Dear Bump 26/10/2009

Good little developing thingy. Not only are you now, according to the little iPhone app I have, made it as far as the size of a peach, you also let your mum keep a full dinner down – and seconds.

For that have an extra gulp of amniotic fluid or whatever it is you do in there to chill when you aren’t too busy dividing cells and stuff.

(or perhaps I’m just a damn good cook. Anyway, like your big sister, mum can now expect pasta bake non-stop for months.)

Dear Daughter 26/10/2009

I’ve just realised that I never picked up your Halloween outfit from your gran. Hmmm, better get that tomorrow, especially as you have your school disco tomorrow night.

On the other hand, well done on finally eating a full meal that didn’t involve chips, sausages, beans or mashed potato. Expect pasta bake every night for the rest of your life now…

Chef McGill

Dear Daughter 25/10/2009

Dear Daughter, I don’t mind that you were ¬†away for most of the weekend having fun – at your age that’s what it’s all about – and while I’m quizzed about your sudden direct devotion to your gran (who, three months ago, you wouldn’t have given the time of day to*) but after I’ve spent an hour cleaning the kitchen, did we really have to be so messy when making cakes?

Anyway, let’s see if you can sleep through the whole night for a change.

*notwithstanding the fact that you couldn’t tell the time three months ago.

Dear Bump 25/10/2009

Dear Bump, a weekend of making your mum ill.
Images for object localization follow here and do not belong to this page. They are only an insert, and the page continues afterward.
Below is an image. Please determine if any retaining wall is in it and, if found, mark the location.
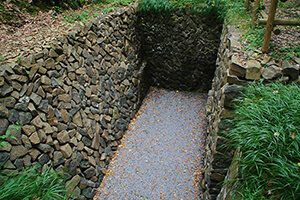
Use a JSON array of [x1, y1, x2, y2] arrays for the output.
[[0, 4, 150, 199], [202, 23, 300, 199], [136, 10, 222, 91]]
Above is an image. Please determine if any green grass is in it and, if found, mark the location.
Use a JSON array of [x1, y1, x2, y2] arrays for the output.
[[0, 164, 70, 200], [236, 0, 300, 60], [225, 82, 300, 199], [138, 0, 237, 19], [62, 0, 135, 23]]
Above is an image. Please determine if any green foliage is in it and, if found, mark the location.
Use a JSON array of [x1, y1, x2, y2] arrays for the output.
[[0, 164, 69, 200], [139, 0, 174, 13], [270, 44, 300, 61], [61, 0, 135, 22], [242, 27, 265, 49], [63, 9, 93, 23], [225, 82, 300, 199], [0, 124, 19, 148], [139, 0, 236, 20], [197, 0, 230, 19]]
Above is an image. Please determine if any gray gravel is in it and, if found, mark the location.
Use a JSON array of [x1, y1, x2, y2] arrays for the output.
[[95, 87, 207, 200]]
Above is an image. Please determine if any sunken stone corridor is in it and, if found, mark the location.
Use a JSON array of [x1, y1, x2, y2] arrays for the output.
[[0, 3, 243, 200]]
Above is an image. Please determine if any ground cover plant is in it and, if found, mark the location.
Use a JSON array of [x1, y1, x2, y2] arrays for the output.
[[138, 0, 236, 20], [0, 164, 70, 200], [225, 82, 300, 199]]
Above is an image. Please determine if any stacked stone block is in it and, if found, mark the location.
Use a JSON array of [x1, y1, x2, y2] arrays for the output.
[[0, 4, 149, 199]]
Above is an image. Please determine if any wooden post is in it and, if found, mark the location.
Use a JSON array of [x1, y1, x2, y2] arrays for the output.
[[246, 0, 250, 11], [252, 0, 261, 27], [262, 0, 278, 53], [258, 19, 300, 26]]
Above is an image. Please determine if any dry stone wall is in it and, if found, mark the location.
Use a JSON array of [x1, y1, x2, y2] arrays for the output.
[[202, 23, 300, 199], [136, 10, 223, 92], [0, 4, 150, 199]]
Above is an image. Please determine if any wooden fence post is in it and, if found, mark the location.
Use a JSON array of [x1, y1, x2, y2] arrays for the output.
[[262, 0, 278, 53]]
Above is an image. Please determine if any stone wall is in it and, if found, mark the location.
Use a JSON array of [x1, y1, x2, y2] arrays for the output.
[[136, 10, 223, 92], [0, 4, 150, 199], [202, 23, 300, 199]]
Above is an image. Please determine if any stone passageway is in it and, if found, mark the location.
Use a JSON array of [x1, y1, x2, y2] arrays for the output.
[[94, 87, 207, 199]]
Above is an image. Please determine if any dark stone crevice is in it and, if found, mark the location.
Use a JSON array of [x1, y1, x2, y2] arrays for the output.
[[135, 11, 223, 92]]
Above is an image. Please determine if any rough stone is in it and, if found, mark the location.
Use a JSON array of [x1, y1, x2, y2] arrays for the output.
[[57, 130, 70, 144], [0, 82, 13, 97], [38, 100, 49, 113], [73, 111, 83, 127], [28, 149, 41, 160], [23, 154, 31, 167], [0, 96, 16, 108], [262, 65, 282, 80], [91, 133, 101, 150], [38, 143, 52, 153], [282, 60, 299, 80], [19, 112, 33, 125], [14, 103, 28, 111], [82, 137, 92, 147], [29, 132, 41, 145], [66, 174, 81, 193], [77, 141, 85, 151], [8, 109, 19, 123], [54, 151, 65, 166], [38, 153, 50, 164], [0, 152, 10, 166], [6, 125, 22, 145], [21, 135, 32, 148], [84, 167, 96, 179], [14, 158, 24, 169], [22, 125, 36, 136], [31, 116, 44, 128], [43, 123, 53, 135], [60, 144, 72, 158], [58, 94, 71, 103], [10, 74, 28, 83], [0, 118, 9, 135], [10, 145, 28, 160], [45, 58, 55, 69], [229, 56, 246, 77], [245, 60, 262, 80]]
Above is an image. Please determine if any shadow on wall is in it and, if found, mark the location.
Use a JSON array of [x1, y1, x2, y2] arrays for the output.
[[136, 9, 223, 92]]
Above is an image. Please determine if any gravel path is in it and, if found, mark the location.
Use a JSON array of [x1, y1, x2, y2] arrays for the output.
[[94, 87, 207, 200]]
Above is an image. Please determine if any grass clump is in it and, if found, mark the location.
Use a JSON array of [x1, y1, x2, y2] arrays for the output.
[[226, 82, 300, 199], [138, 0, 237, 19], [0, 164, 69, 200]]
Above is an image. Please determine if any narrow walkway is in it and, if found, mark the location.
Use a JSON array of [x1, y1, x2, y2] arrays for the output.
[[95, 87, 207, 200]]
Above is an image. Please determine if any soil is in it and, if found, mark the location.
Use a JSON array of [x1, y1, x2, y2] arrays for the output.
[[95, 87, 207, 199]]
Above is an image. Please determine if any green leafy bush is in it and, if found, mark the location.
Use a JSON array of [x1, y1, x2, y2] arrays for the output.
[[226, 82, 300, 199], [0, 165, 69, 200]]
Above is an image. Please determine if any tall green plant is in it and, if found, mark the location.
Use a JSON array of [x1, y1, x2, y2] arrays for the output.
[[226, 82, 300, 199], [0, 164, 69, 200]]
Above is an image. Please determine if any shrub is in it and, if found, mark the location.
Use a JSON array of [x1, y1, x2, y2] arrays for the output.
[[226, 82, 300, 199], [0, 164, 69, 200]]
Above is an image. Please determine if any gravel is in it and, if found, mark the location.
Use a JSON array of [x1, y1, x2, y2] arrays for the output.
[[95, 87, 207, 200]]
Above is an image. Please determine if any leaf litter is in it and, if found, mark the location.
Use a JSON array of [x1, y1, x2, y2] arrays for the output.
[[94, 87, 207, 200]]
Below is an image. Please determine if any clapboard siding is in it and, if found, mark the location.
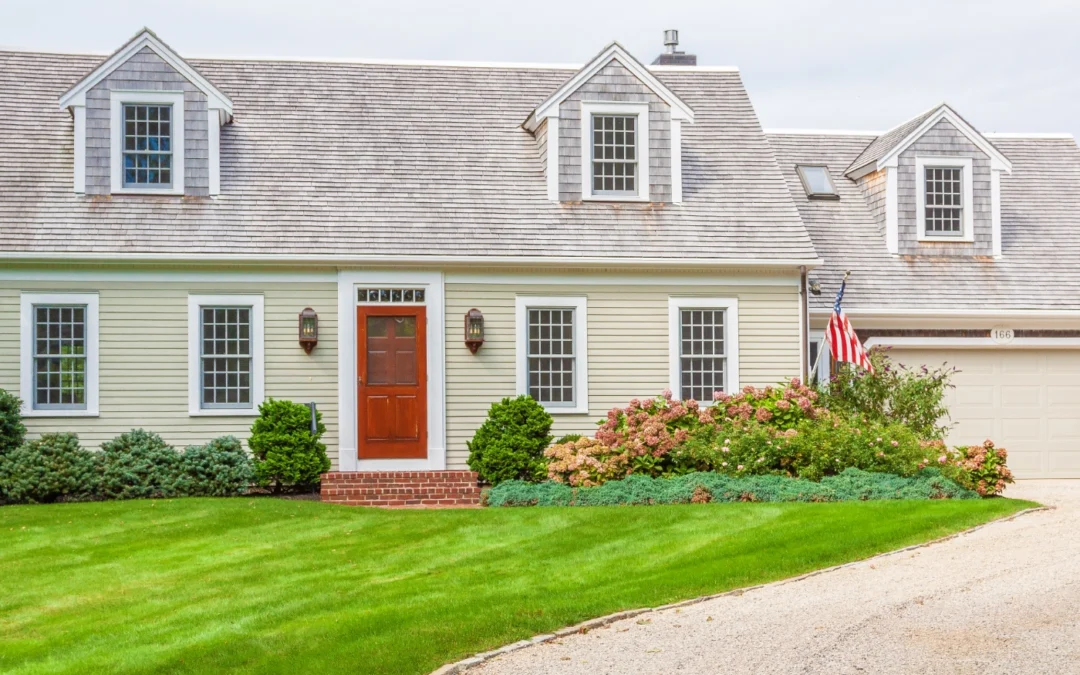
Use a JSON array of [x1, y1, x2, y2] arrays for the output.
[[897, 119, 993, 256], [443, 280, 800, 468], [0, 280, 341, 467], [85, 47, 210, 196]]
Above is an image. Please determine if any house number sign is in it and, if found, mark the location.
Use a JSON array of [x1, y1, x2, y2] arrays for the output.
[[990, 326, 1015, 345]]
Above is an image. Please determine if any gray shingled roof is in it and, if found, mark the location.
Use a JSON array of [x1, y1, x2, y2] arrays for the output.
[[0, 50, 819, 264], [768, 132, 1080, 312], [844, 106, 939, 176]]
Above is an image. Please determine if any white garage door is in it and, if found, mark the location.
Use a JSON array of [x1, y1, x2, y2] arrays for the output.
[[887, 349, 1080, 479]]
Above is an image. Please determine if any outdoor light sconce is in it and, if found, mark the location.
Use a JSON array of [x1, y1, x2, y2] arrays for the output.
[[465, 308, 485, 354], [298, 307, 319, 354]]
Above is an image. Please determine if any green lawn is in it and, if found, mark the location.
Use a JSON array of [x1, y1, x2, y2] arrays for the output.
[[0, 497, 1033, 674]]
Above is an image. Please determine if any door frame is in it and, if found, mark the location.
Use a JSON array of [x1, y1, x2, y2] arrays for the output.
[[337, 271, 446, 471]]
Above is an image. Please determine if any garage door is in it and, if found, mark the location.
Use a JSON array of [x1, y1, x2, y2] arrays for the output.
[[887, 349, 1080, 479]]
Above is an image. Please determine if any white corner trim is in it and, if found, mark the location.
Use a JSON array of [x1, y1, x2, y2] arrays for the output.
[[885, 166, 899, 254], [187, 294, 265, 417], [915, 156, 974, 243], [865, 336, 1080, 349], [667, 297, 740, 398], [524, 43, 694, 130], [109, 90, 186, 196], [546, 117, 560, 201], [991, 169, 1002, 257], [19, 293, 100, 418], [515, 295, 589, 415], [59, 29, 233, 114], [207, 108, 221, 196], [808, 329, 829, 385], [337, 270, 446, 472], [671, 118, 683, 204], [73, 106, 86, 194], [871, 105, 1013, 175], [580, 101, 650, 202]]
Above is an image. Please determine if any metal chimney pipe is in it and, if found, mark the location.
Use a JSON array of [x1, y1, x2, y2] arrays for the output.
[[663, 29, 679, 54]]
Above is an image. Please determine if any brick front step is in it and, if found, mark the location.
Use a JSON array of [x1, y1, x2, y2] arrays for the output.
[[320, 471, 482, 508]]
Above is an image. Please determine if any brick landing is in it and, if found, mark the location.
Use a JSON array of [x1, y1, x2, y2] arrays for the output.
[[320, 471, 482, 507]]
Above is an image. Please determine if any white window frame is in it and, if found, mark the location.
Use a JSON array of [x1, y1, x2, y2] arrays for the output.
[[110, 90, 185, 196], [20, 293, 100, 418], [916, 156, 974, 242], [808, 329, 830, 385], [188, 294, 264, 416], [515, 296, 589, 414], [668, 297, 740, 399], [580, 101, 650, 202]]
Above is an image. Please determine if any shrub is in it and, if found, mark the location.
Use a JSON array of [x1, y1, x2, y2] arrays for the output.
[[822, 347, 954, 440], [467, 395, 553, 485], [249, 399, 330, 491], [487, 468, 977, 507], [181, 436, 254, 497], [100, 429, 184, 500], [0, 433, 100, 504], [553, 434, 583, 445], [0, 388, 26, 456], [947, 440, 1015, 497], [545, 436, 630, 487]]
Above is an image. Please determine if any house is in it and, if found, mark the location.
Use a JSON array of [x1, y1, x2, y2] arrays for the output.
[[768, 107, 1080, 479], [0, 29, 820, 504]]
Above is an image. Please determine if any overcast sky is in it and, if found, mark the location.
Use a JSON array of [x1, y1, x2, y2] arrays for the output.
[[4, 0, 1078, 138]]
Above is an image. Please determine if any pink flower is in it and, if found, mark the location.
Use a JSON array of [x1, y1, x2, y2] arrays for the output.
[[722, 461, 728, 467], [722, 446, 730, 453], [776, 399, 792, 411], [737, 465, 744, 471], [891, 440, 899, 447], [755, 408, 773, 423], [938, 455, 948, 464], [661, 388, 673, 400], [790, 377, 802, 388]]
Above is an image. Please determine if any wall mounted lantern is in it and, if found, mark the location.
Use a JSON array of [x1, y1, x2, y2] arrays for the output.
[[299, 307, 319, 354], [465, 308, 485, 354]]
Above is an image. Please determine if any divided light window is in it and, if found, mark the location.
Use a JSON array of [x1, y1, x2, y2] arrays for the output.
[[123, 104, 173, 187], [924, 166, 963, 235], [591, 114, 637, 195], [200, 306, 252, 408], [679, 308, 726, 401], [33, 306, 87, 410], [527, 308, 576, 406]]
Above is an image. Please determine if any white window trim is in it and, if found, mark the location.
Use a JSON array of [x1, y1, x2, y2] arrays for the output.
[[20, 293, 100, 418], [916, 156, 974, 243], [580, 101, 650, 202], [808, 329, 829, 385], [187, 294, 264, 417], [668, 297, 740, 399], [337, 271, 446, 472], [515, 296, 589, 414], [110, 90, 186, 196]]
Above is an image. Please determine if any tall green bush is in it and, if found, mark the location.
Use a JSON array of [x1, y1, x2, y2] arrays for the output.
[[181, 436, 254, 497], [100, 429, 184, 500], [0, 388, 26, 456], [248, 399, 329, 491], [467, 395, 553, 485], [0, 433, 101, 504], [822, 347, 954, 440]]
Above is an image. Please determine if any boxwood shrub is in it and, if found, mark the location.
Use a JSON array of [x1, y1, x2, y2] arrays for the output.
[[467, 395, 553, 485], [248, 399, 330, 491], [0, 388, 26, 456]]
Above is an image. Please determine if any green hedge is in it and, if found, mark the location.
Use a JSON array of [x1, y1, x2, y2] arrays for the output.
[[487, 468, 978, 507]]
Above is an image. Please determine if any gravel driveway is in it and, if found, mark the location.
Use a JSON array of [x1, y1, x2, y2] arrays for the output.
[[473, 481, 1080, 675]]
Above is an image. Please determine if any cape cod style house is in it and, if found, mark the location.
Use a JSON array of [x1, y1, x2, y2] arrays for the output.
[[1, 29, 1078, 503]]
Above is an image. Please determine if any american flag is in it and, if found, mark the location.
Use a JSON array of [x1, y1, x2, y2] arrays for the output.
[[827, 277, 874, 374]]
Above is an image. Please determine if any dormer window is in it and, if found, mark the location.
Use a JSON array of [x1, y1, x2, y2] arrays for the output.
[[796, 165, 838, 200], [580, 101, 650, 201], [916, 156, 973, 242], [123, 104, 173, 188]]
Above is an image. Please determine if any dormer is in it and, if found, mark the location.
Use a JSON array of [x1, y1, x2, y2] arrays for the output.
[[58, 28, 233, 197], [845, 104, 1011, 257], [523, 42, 694, 204]]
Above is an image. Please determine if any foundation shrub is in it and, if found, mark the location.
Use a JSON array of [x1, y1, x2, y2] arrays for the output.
[[0, 388, 26, 457], [940, 440, 1015, 497], [181, 436, 254, 497], [0, 433, 101, 504], [467, 395, 553, 485], [100, 429, 184, 500], [249, 399, 330, 492]]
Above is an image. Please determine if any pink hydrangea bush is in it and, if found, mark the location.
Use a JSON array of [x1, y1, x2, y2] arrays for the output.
[[709, 379, 825, 430], [544, 437, 630, 487], [947, 440, 1015, 496]]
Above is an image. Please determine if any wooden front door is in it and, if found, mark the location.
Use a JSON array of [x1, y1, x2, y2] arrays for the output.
[[358, 306, 427, 459]]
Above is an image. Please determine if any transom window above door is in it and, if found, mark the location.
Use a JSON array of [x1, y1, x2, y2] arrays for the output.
[[357, 288, 426, 304]]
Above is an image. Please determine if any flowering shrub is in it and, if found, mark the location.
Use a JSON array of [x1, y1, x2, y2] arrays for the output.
[[545, 437, 629, 487], [946, 440, 1014, 496], [709, 379, 825, 430]]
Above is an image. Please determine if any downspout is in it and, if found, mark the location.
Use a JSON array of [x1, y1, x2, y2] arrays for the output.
[[799, 266, 809, 383]]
You are most likely going to be the fittest child ever at this rate (going by the old theory of ‘the sicker the pregnancy* the healthier the child’).

Two things are also quite apparent from this: your dad certainly won’t be fit and you may get called Arthur as in arthuritis (or the more common spelling of arthritis) from the spinal damage I’m getting sleeping on spare beds, couches and your big sister’s bed because you’re playing havoc with your mum’s body temperature.

Anyway, goodnight Arthur.

* I don’t think that means watching all the Saw films.